Moda’da bir pazartesi kahvesi için sözleştiğimiz Karışık Kaset ekibiyle filmin vizyona girmesinden hemen sonra bir araya geldik. Salonlardan ilk hafta sonu rakamlarının hâlen gelmekte olduğu bu güzide günde filmin heyecanına çoktan ortak olmuş olan bendeniz ve bir anda röportaj gününün ortasına bomba gibi düşen geveze dostum Zeynep, yazar/yönetmen Tunç, filmi Tunç’la birlikte yazan Mert ve başrol oyuncuları Sarp ile Özge bir araya geldik.
Koltuklara yayılıp hızlıca dedikodu yaptıktan ve azıcık ona buna salladıktan hemen sonra, uzun süre netleştiremediğimiz kahve seçimlerimizden çoğunlukla memnun kalarak, yudum yudum açıldığımız sohbetimizi koyulaştırdık. Uzun ve zevzek bir sohbetti, hepsini aktarmanın pek mümkün olamayacağı… Ancak burada olmayan birkaç detay, Bülent Emin Yarar’ı hep birlikte çok uzun bir süre övdüğümüz hayranlık dolu bir blog, bir müzik yazarı olan Ulaş karakterinin mouse-pad olarak kullandığı eski bir Bant sayısının filmde görünüp, duvarda kim ki o posterinin yer alması ve filmin detaylarında gezinip karakterleri didiklediğimiz pasajlar dışında, konuştuklarımız aşağı yukarı şöyleydi:
Melikşah: Hadi her şeyi en baştan kısaca özetlesene Tunç! Kitaptan bugüne kadar süren hikâye nasıl ilerledi?

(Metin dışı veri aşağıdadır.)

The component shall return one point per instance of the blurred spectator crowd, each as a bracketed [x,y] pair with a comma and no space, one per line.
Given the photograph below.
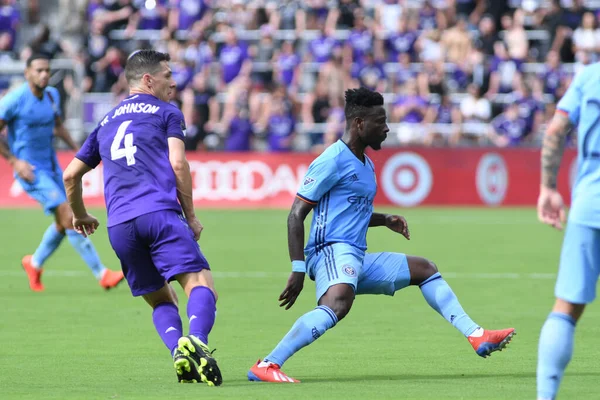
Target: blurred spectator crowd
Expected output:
[266,74]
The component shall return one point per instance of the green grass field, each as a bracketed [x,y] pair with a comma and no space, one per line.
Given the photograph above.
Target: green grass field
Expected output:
[75,341]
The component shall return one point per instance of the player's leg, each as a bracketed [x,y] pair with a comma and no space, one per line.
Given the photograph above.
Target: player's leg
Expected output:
[144,280]
[83,245]
[386,273]
[172,236]
[335,270]
[575,287]
[46,192]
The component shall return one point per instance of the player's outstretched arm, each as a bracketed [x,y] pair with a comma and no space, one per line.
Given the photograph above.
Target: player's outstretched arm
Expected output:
[83,223]
[61,131]
[295,283]
[183,178]
[550,205]
[395,223]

Tunç: Filmin uyarlandığı kitabın yazarı Uygar (Şirin) benim 15 yıllık arkadaşım. Karışık Kaset projesi de ilk olarak Uygar Şirin’in elinde bitmemiş bir senaryo taslağı olarak duruyordu. Moda’da buluştuk bir gün Uygar’la, filmin yapımcılarından Ersan’la (Çongar) birlikte. Üzerine konuştuk uzunca, bazı notlar paylaştık birbirimizle. Üzerinden bir iki yıl geçtikten sonra Uygar hikâyeyi dallandırıp budaklandırdı ve kitaba dönüştürdü.
Özge: Ha, kitabı yazmadan önce bunun film olacağını biliyor muydu?
Tunç: Uygar bize (Bir Film) senaryolar yazıyordu. Daha önce de Ses’i (2010) yazmıştı. Başka ne yaparız diye konuşurken, bu da anlattığı fikirlerden biriydi. Bir miktar da yazılmış bir şeydi… Daha sonra kitap çıkmadan hemen önce okudum ve çok beğendim. Benim de bir sürü çekincelerim vardı. Okur okumaz aradım ve kitapla ilgili yaklaşık üç saat telefonda konuştuk. Epey bir övdüm, saydırdım filan ama aklımın ucundan bile geçmedi filmi yapmak. Daha sonra kitap çıktı, etrafımızdaki herkes okudu, sevdi. Ben o sırada başka bir projeyle uğraşıyordum ve şirketin gündeminde de bir Uğur Mumcu filmi vardı. Bir yandan da bu filmi çekecek birini arıyorduk.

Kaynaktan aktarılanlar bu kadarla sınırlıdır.